Hiv is not a death sentence

I never understood the real meaning of the word “hiv”, I have always been ignorant. I thought whoever had hiv was going to die instantly and should be stigmatized, I think there are many people in the world who are as ignorant as I was until I got the best advice from my aunty, who suffered from hiv.

I always stigmatized those who were living with hiv, I thought even a handshake could make one contact hiv.I had a girl in my class named Paula, who had hiv .She was stigmatized by all ,she had no friends to mingle with. I used to be her friend until I discovered she had hiv so I kept her at arms length.

One day , I wasn’t too sound, I didn’t want to go to school, I wanted to rest at home but I was informed by a classmate that we were going to write a test; when I got to school I felt dizzy I had no other option than to rest my head on the desk while waiting for mr umak , the biology teacher to come and give us his test. But I didn’t know when I fell asleep. Ten minutes later I had the voice of Mr Umak in my sleep “Can somebody wake that good for nothing girl up”

I felt a hand on my back tapping me to wake up, and heard my classmates screaming “Good for you, you won’t sleep again you have hiv”

When I raised my head up, and saw everybody ignoring and running away from me. I was surprised I had to ask why they were treating me like a piece of rag. I Was told that it was Paula the girl who had hiv that woke me up.i felt humiliated, I felt a little of Paula’s pain because she showed concern for trying to wake me up but I still felt like using a pistol on her. I sat on my desk crying “I have hiv, I am going to die, I must kill Paula ”

I refused to go home, nobody could make me come home, not even my mother, the only person I could listen to was aunty Rose, my mum’s sister she was very influential she looks so pretty, chubby and had everything money could buy.I admired her alot

“Aunty Rose help me, I think I have hiv now and I am going to die, I have no friends in class again please aunty what should I do”

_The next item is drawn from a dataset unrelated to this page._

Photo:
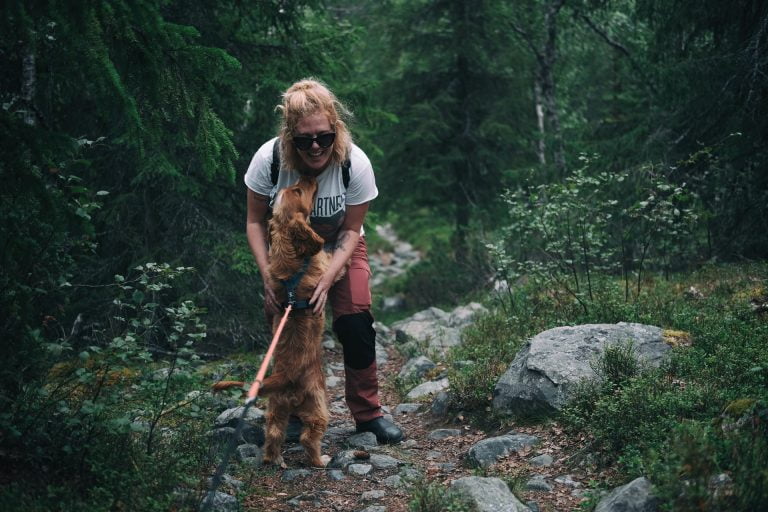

Aunty Rose spoke . “Hiv is not  a death sentence, hiv is not  what you think it is, a girl touches you doesn’t mean you are going to contact hiv and you having hiv doesn’t mean you are going to die

Aunty who told you, I cried out .my Anty spoke in a more brave and shocking voice

“Because I have  HIV, I have lived for the past thirty years with this, but where am i today

I am one of the richest women on earth, I thought of  committing suicide thirty  years ago,because  I was told by my school vice chancellor that I wasn’t going to live for long: Dear peppy this was how my story began

One day in school ; the vice chancellor brought some medical pratitioners who came to carry out some medical test, on each student. After the test the upper week I was in class learning, the subject  we had was a new one “Anatomy”. I was so determined ,I had the dream of becoming a doctor and so I was studying medicine in Badton medical  school . I was paying rapt attention to what the lecturer was saying but I was distracted. I was  called out by one of my lecturers, she told me the  vice  chancellor wanted to see me immediately.

When I got to the vice chancellor’s office, I saw the angry looks on the faces of all the lecturers present. The vice chancellor gave me the most  shocking news of my life , this  was how she said it

“Rose you are asked to leave the school premises in the next thirty minutes , go to your hostel pack all your luggage you are no longer a student of Badton medical school, the test carried on you says you are HIV positive , we don’t want this deadly disease to be spread  by you to other students ”

It sounded so incredulous Hiv! Where how? I was confused ,the boy who gave me hiv was so fat, he was my boy friend . I had an unproductive sex with him before the test was carried out.

Then the v.c continued “Not to worry, you may live for more than two weeks but if God is merciful you would love  for the next six weeks”

There was a misunderstanding of the word Hiv,I was ignorant, I didn’t understand and the v.c did not  explain to me, she only told me I was going to die.

I was stigmatized right from her office. My mum told me “Rose you are going to pay me for all the money I have spent on you”

I cried, even at home not even my siblings came close to me. I had my own room my own spoon and plate. I never got  the real definition of HIV, when I had a pimple on my face, I squeezed and scratches it out because I thought it was a symptom of HIV

Two years later, I was still alive and the v.c was proved wrong. I felt like calling her to tell her that I was still alive and ask her when i was going to die. I had to fight for myself, the sickness was not killing me ; but I think the loneliness and stigma  was bringing me down. I had to do  something useful with my life. Though my hope of becoming a doctor was terminated, but that wasn’t  the end of the world. I ventured into business and now I’m one of the richest women in the world and I’m happily married with beautiful children and my two children are both hiv negative.

I smilled at aunty Rose as she completed her story

“Thank you aunty”

She smilled back at me and said

“So now you know alot about hiv,  it’s your duty to educate others”

I was so happy, I wasn’t going to stigmatize Paula anymore, I was going to make her my friend. I finally agreed to go home and we both drove off in Aunty Rose Lexus jeep.